Isso resultaria da dubiedade de comando que o novo sistema criaria – um presidente e um primeiro-ministro, governando ao mesmo tempo – além da disputa pelo controle da pauta de votação do Congresso.

No caso da urna eletrônica, a sucuri sufoca um dois flancos.

No primeiro, Jair Bolsonaro dá seguidas declarações, ameaçando que sem voto impresso não haverá eleições em 2022.

Haverá o quê?

Não tarda e suas afirmações são corroboradas pelo ministro da Defesa, general Valter Braga Netto, em intromissão inaceitável de um militar em assuntos privativos da vida civil.

Ninguém solicitou a opinião do general sobre o assunto, nem lhe cabe opinar.

Por que agiu assim o ministro da Defesa?

Tocados por parlamentares bolsonaristas, os projetos do semipresidencialismo e do voto impresso avançam no Congresso.

Enfrentam oposição majoritária e devem ser derrotados nas comissões, antes de chegar ao plenário.

Bolsonaro sabe disso.

Então, por que insistir na defesa das duas iniciativas?

O presidente da República cada vez mais teme a derrota no pleito do próximo ano.

Para evitá-la, vale o que vier.

Eleito com votos depositados em urnas eletrônicas, agora “denuncia” o risco de fraudes nesse processo de votação e condiciona a realização das eleições de 2022 à adoção do voto impresso.

Sem nunca ter se referido a semipresidencialismo durante 28 anos como parlamentar, estimula seus seguidores a defender tal sistema de governo.

O voto impresso e o semipresidencialismo – que podem ser democraticamente debatidos – nos argumentos dos bolsonaristas e neste momento crítico do País tornam-se instrumentos para o golpe.

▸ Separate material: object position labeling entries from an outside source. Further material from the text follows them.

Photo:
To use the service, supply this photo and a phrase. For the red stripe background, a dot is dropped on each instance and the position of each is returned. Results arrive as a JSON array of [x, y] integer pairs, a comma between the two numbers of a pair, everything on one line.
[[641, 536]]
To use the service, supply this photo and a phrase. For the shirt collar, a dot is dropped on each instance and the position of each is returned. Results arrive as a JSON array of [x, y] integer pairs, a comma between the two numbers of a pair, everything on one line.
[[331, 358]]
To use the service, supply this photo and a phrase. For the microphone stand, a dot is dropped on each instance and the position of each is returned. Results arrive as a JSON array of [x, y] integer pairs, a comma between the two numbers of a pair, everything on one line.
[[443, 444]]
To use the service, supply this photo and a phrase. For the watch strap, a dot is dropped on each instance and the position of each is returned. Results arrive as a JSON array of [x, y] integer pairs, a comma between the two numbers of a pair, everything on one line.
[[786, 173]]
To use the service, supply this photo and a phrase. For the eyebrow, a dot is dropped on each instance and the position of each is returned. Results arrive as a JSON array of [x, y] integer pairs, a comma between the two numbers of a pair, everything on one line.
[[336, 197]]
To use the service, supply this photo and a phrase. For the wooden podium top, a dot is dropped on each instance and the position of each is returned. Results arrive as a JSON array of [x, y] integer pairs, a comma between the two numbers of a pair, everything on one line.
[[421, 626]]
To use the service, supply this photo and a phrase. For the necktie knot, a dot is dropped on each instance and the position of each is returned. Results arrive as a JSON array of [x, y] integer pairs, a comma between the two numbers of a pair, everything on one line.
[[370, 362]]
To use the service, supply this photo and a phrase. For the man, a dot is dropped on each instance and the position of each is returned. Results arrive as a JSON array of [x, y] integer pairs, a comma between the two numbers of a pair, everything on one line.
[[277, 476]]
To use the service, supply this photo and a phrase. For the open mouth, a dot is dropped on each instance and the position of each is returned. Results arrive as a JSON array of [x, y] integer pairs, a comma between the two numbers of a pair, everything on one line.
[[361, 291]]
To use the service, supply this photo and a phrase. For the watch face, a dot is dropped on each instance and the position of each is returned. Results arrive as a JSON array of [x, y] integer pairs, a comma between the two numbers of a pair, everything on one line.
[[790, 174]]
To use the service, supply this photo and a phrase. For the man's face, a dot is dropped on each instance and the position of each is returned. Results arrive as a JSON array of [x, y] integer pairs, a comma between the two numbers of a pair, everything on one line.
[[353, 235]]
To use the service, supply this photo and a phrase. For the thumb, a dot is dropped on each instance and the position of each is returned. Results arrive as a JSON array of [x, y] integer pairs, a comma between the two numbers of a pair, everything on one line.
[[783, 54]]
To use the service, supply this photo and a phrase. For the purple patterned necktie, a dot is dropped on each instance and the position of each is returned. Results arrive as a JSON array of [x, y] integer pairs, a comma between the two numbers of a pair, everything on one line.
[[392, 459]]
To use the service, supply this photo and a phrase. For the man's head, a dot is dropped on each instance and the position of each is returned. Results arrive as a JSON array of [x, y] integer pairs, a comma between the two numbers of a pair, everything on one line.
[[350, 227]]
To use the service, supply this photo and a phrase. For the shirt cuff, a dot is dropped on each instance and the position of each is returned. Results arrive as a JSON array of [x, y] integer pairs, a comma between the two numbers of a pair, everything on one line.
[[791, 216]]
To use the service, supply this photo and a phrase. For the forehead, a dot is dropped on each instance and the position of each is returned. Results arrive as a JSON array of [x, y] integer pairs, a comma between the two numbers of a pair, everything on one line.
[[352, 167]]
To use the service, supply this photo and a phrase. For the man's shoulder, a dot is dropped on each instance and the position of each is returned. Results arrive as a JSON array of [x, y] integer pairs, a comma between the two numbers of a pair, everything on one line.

Bolsonaro pode renunciar à candidatura à reeleição, alegando falsamente que a permanência do voto impresso e do presidencialismo é uma manobra da oposição para impedir sua vitória.

No limite do delírio, pode tentar mobilizar a extrema direita, para garantir o seu poder “contra a volta da esquerda”.

Voto impresso, voto eletrônico, presidencialismo, semipresidencialismo são coberturas para os silentes movimentos da sucuri.

Se perderem força nas manchetes, outros virão.

Importante é vencer, se necessário pisando nos corpos de centenas de milhares de vítimas da pandemia.